What time on Sundays? As far as the indoor 1/18th - 1/12th scale track, my understanding is that the landlord never released the space to them. It's still there, but not occupied.

Let us know what time guys!

PD2


----------



## Chase4556 (Aug 26, 2008)

Yeah, we were trying to get into a new spot for the shop, and were going to have indoor 1/18th scale racing, the landlord never got a move on, there was problems with A/C units and what not. 

Anyway, Lyn is heading up our parkinglot racing, and we are hoping that will take off. We open at 12 on sundays, but I think it will be set up before that, so come on out. For now, I think it would be okay to bring whatever you want(maybe not monster trucks, ect), and for the first few times i dont think we will actually be "racing" just having fun and seeing what the turn out is.

And dont worry yall, I'm not going to be here this weekend, so you will actually be able to drive, and not have me running you off the track. Haha.


----------



## PD2 (Jul 1, 2005)

Dang it! Before noon is no good for me. Afternoon would have been better - somewhere around 3pm or so.

Randy's is definitely close enough that I'd go race there - time just does not work out for me.

PD2


----------



## Guffinator (Aug 27, 2005)

What a blast!

Thanks to Biggie and Randy for putting it on. Wasn't really a race, more of doing some hot laps with friends but man did I have fun!

Think I'm going to build me a car specifically for Randy's parking lot.


----------



## Gary (May 21, 2004)

Need pics!


----------



## jelias (Sep 7, 2004)

What did they run out there? Is it oval and/or drag racing or did they set up a road course type track with jumps and all? 

I was at the Texans massacre today so I didn't get to go out there but depending on the type of set up, I may go out there in the future.


----------



## Gary (May 21, 2004)

jelias said:


> What did they run out there?

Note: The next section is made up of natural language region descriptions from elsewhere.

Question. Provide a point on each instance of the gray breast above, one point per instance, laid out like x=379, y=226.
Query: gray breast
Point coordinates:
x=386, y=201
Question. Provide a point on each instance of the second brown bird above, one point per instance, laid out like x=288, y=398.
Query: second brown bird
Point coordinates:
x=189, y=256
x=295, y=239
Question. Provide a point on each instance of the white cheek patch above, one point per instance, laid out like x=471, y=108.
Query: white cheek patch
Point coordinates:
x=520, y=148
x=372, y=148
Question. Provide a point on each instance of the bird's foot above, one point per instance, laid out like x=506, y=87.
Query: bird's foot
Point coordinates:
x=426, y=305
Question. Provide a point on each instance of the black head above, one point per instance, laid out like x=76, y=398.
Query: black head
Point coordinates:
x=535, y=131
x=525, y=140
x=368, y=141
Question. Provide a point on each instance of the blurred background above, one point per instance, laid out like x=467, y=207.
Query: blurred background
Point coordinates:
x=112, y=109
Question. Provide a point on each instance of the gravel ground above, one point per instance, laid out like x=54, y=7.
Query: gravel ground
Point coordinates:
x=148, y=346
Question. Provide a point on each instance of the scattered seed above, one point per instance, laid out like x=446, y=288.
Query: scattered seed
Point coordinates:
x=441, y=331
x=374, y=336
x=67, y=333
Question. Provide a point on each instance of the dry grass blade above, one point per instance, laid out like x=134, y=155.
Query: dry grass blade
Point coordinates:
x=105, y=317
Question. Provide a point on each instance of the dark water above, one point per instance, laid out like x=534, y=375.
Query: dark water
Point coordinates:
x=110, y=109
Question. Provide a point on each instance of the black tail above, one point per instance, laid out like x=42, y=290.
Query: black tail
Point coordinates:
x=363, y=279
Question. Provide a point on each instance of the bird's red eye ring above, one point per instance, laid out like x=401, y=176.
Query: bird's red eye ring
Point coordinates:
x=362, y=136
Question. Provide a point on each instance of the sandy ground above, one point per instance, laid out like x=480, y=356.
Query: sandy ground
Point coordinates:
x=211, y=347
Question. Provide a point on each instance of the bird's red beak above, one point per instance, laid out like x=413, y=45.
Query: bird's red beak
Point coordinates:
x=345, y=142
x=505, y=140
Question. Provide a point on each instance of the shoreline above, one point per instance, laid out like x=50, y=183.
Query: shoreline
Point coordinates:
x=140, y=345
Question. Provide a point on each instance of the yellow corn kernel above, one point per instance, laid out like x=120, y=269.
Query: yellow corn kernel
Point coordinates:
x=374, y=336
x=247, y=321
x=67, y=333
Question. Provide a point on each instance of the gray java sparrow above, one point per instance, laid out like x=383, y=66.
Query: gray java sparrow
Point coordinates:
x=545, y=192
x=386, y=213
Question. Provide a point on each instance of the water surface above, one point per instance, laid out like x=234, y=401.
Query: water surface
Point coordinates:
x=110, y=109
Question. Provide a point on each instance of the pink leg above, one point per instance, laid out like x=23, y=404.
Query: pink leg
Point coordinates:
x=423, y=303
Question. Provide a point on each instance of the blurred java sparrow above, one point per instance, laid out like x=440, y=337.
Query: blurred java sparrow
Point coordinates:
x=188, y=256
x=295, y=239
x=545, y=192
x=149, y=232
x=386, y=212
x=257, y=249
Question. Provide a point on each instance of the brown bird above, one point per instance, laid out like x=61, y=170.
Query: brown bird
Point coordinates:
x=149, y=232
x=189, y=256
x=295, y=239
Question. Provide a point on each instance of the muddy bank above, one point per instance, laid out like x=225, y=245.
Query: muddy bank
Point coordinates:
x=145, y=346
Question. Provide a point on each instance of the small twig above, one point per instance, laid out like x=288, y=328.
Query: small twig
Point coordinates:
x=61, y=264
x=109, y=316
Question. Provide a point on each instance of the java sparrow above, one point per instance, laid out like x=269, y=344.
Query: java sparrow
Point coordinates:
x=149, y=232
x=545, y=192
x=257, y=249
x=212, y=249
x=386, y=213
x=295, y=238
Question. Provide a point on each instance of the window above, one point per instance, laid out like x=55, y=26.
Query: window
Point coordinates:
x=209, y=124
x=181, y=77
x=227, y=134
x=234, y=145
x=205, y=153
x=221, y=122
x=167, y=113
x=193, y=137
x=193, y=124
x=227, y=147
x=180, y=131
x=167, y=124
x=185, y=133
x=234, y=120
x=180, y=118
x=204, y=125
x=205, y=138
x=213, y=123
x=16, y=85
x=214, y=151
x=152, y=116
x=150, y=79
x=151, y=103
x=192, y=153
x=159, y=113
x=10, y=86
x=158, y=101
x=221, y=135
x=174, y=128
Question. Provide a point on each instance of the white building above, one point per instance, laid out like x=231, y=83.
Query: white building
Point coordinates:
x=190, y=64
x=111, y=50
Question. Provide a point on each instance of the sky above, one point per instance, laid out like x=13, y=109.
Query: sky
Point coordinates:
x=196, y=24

Is it oval and/or drag racing or did they set up a road course type track with jumps and all?
> 
> I was at the Texans massacre today so I didn't get to go out there but depending on the type of set up, I may go out there in the future.


That game was ugly! :headknock


----------



## Guffinator (Aug 27, 2005)

jelias said:


> What did they run out there? Is it oval and/or drag racing or did they set up a road course type track with jumps and all?
> 
> I was at the Texans massacre today so I didn't get to go out there but depending on the type of set up, I may go out there in the future.


It's a run what ya brung thing. The track was oval/on-road in the parking lot for Randy's. Mike, me and a couple of other 1/18th guys had this balls-out oval race going. There was a mixture of monster trucks, touring cars both nitro and electric. No lap counters or scoring, just bashing.


----------



## Gary (May 21, 2004)

The future of RC.


----------



## rex cars (Jul 8, 2007)

no, that's a different thread!


----------



## Gary (May 21, 2004)

Cameras are cheap guys. And posting them is easy!


----------



## nik77356 (Jun 8, 2007)

Gary, it was Sunday and it was less than 80 degrees outside. Where were you?


----------



## Guffinator (Aug 27, 2005)

Gary said:


> The future of RC.


Actually it's more like the history of R\C


----------



## PD2 (Jul 1, 2005)

Guffinator said:


> Actually it's more like the history of R\C


That's very true! Grass roots stuff going on there at Randy's! If you ever talked to Wayne, he has some great stories of California.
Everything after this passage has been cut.